1. Introduction
In the face of energy security problems caused by climate change, air pollution, and the use of traditional energy, as well as the continuous reduction in traditional fossil energy reserves such as coal, oil, and gas and the continuous rise in global power energy demand, many countries are vigorously promoting the development of renewable energy [
1]. Solar energy has many advantages, such as abundant reserves, wide distribution, and cleanliness. The development of efficient utilization of solar energy has received extensive attention [
2]. As a clean and renewable energy form, PV power generation has great development potential and application prospects. With the continuous advancement of technology and the continuous support of policies, PV power generation will play an increasingly important role in global energy transformation.

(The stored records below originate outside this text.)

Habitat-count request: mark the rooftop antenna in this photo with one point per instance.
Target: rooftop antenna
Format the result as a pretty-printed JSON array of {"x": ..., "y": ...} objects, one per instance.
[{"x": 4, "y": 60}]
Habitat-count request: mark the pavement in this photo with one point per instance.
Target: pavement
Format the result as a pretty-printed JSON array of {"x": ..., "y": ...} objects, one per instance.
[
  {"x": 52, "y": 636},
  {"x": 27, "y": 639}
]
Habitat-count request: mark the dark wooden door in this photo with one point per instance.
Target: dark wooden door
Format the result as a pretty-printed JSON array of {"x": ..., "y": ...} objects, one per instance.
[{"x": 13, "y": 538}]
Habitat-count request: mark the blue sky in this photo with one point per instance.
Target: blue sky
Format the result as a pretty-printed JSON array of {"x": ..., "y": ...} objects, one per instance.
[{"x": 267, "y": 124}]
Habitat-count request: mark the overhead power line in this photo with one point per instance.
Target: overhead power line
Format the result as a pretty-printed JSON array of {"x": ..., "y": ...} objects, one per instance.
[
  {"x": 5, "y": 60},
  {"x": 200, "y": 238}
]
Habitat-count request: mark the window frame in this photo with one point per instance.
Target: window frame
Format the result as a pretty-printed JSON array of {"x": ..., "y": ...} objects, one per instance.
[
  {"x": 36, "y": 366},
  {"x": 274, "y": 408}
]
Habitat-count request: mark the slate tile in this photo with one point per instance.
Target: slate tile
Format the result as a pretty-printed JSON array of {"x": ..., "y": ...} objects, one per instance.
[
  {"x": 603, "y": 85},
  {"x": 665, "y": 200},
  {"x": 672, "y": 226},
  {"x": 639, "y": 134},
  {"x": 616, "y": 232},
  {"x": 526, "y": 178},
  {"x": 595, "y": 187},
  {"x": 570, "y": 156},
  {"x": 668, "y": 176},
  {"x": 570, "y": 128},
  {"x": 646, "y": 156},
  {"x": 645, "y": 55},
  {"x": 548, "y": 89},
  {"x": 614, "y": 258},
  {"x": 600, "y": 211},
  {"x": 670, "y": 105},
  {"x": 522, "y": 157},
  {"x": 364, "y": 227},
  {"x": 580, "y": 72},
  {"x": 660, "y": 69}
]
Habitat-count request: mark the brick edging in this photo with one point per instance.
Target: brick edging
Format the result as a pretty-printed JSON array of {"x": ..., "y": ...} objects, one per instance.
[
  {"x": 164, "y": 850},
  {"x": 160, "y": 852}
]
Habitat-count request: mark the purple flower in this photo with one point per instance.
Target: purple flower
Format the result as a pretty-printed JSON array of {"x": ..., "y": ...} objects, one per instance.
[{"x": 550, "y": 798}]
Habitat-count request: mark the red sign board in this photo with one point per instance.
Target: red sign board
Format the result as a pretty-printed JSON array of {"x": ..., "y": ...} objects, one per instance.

With more and more large-scale PV power stations connected to the power grid, the intermittency and volatility of PV power generation pose a great threat to the stable balance and reliable operation of the regional power grid. Using meteorological data and historical PV operation data, the system output can be predicted in advance. On the basis of prediction, the advanced dispatching control technology can be used to stabilize or even eliminate the fluctuation and intermittency influence of PV power generation. Therefore, it is of great significance to establish an accurate output prediction model for large-scale PV power stations for the popularization and promotion of PV power stations.
PV prediction models can be divided into direct prediction [
3] and indirect prediction [
4] according to the prediction object. Direct prediction predicts the output of PV power generation directly, while indirect prediction predicts the meteorological factors related to PV power generation, such as irradiance, and then calculates the output of PV power generation according to the photoelectric conversion model.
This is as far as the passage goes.